OpenAI encountered a supply issue in late 2021. While creating its most recent AI system, the artificial intelligence lab went through every credible English-language text source available online. To train the next iteration of its technology, it required a huge amount of data. Thus, Whisper is a speech recognition tool developed by OpenAI researchers. It might create fresh conversational text by transcribing the audio from YouTube videos, which would improve the intelligence of an AI system. A few OpenAI staff members talked about how this would violate YouTube’s policies.
According to the sources, an OpenAI team translated over a million hours of YouTube content. President of OpenAI Greg Brockman was one of the team members who directly assisted in gathering the films.

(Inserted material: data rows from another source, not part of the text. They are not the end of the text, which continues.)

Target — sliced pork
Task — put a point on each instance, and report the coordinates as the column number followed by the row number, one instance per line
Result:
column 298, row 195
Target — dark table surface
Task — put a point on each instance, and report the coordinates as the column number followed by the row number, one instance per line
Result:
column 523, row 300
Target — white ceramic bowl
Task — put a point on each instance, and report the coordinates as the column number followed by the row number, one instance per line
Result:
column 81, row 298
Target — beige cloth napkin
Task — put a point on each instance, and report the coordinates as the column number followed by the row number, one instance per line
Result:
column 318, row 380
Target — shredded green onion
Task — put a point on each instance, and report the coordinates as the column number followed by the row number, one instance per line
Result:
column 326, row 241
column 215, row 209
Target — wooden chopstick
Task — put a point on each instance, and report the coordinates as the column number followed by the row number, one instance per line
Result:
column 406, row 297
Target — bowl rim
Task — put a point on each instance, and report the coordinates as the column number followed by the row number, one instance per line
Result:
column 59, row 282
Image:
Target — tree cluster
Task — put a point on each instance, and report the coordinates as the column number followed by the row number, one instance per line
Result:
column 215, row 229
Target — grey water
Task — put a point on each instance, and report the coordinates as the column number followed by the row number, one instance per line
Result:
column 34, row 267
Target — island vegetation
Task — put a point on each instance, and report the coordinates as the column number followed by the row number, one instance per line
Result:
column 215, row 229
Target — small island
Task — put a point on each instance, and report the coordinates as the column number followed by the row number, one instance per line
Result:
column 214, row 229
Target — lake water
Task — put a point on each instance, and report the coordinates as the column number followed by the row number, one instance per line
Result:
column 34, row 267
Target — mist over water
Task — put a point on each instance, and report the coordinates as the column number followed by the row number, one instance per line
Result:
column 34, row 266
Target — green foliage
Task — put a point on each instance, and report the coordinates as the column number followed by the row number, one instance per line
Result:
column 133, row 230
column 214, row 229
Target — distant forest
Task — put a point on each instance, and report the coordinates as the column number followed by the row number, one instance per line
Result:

After that, the words were put into GPT-4, a system that served as the foundation for the most recent iteration of the ChatGPT chatbot and was regarded as one of the most potent AI models in existence. The competition to develop AI has turned into a frantic search for the digital information required to progress in the field. Tech companies including OpenAI, Google, and Meta have discussed circumventing the law, taken shortcuts, and disregarded corporate standards to access the data. Google, like OpenAI, collected text for their AI models by transcribing
YouTube videos.
High-quality material, like published books and articles that have been meticulously researched and edited by professionals, is the most valued type of data, according to AI researchers. For a long time, the internet offered a limitless supply of information thanks to websites like Reddit and Wikipedia. However, tech companies wanted additional repositories as AI developed. Due to privacy restrictions and their policies, Google and Meta, two companies with billions of users who create social media posts and search queries daily, were prohibited from using a large portion of that content for artificial intelligence.
By 2026, IT corporations might be able to get high-quality data online.